Whose Rise and Fall ….? 3 May 2009
In the weeks since we first signalled the forthcoming 50th Anniversary of the ‘Rede’ Lecture (‘CP Snow and the Darwin Legacy’ - 7April 2009) the juggernaut of licensed condescension seems to have been slowly grinding into gear.
Now, with the occasion almost upon us, the same New Scientist which brought us’ Why Einstein was Wrong about Relativity’(1 November 2008); and ‘Darwin Was Wrong: Uprooting Darwin’s Tree’(24 January 2009); now brings us ‘The Rise and Fall of a Cultural Legend’ ( 2 May 2009) complete with dominant Humpty Dumpty caricature of a CP Snow egg-head, and a small selection of short vignettes by some current cognoscenti.
Luckily, the wisest of these (Mary Midgely and AC Grayling) seem uneasy with the journal’s neo-tabloid editorial style, and opt for the need to ‘continue Snow’s chasm-bridging’(Midgely) and ‘his point has only become more acute’(Grayling). Mary Midgely closely echoes the themes of the ‘Our Brother Darwin’( 4 February 2009) theme, commenting as we had done, that ‘this kind of narrowness had surely only recently crept into the tradition..’ Bravo!
The more ceremonial marking of the ‘Rede Lecture’ 50th birthday takes place (2 days early) on Tuesday 5th May at the Royal Society for the Arts ( why London?)with Melvyn Bragg officiating.

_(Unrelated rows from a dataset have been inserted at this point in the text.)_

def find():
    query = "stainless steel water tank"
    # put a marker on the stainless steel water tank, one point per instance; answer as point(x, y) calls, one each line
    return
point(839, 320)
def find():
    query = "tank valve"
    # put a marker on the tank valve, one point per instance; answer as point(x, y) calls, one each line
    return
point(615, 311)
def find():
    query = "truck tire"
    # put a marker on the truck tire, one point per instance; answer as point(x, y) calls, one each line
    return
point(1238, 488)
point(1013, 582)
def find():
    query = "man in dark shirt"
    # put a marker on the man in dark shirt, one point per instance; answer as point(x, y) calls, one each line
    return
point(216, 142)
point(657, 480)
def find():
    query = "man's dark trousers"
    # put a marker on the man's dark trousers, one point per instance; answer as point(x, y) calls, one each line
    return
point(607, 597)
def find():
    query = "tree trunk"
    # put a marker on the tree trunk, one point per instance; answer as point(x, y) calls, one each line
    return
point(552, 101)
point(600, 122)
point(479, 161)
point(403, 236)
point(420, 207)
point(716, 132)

We wish them well and hope that, with all its faults, the real significance of Snow’s message is recognised – which requires more than a cursory re-reading of the ‘lecture’ itself; it makes its real points only in the fuller context of the six/seven years of gestation of his theme between ‘Two Cultures’ (New Statesman October 1956), and ‘A Second Look’ (1963).
Which is why, as a number of you have suggested, I am also posting some of my more detailed notes on the events and ideas which seem to have contributed to the gestation of Snow’s concerns; and which place the ‘Two Cultures’ firmly within the ‘Darwin Legacy’.
On the day of the London ‘Rede’ retrospective I will be in Sheffield to hear Ruth Padel read from her ‘Darwin: A Life in Poems’ as part of the university’s ‘Arts/Science Encounters’. As my ‘post’ (‘CP Snow: Only Connect’) suggests, there are some special reasons why Snow might have preferred to be in Sheffield , rather than London, too!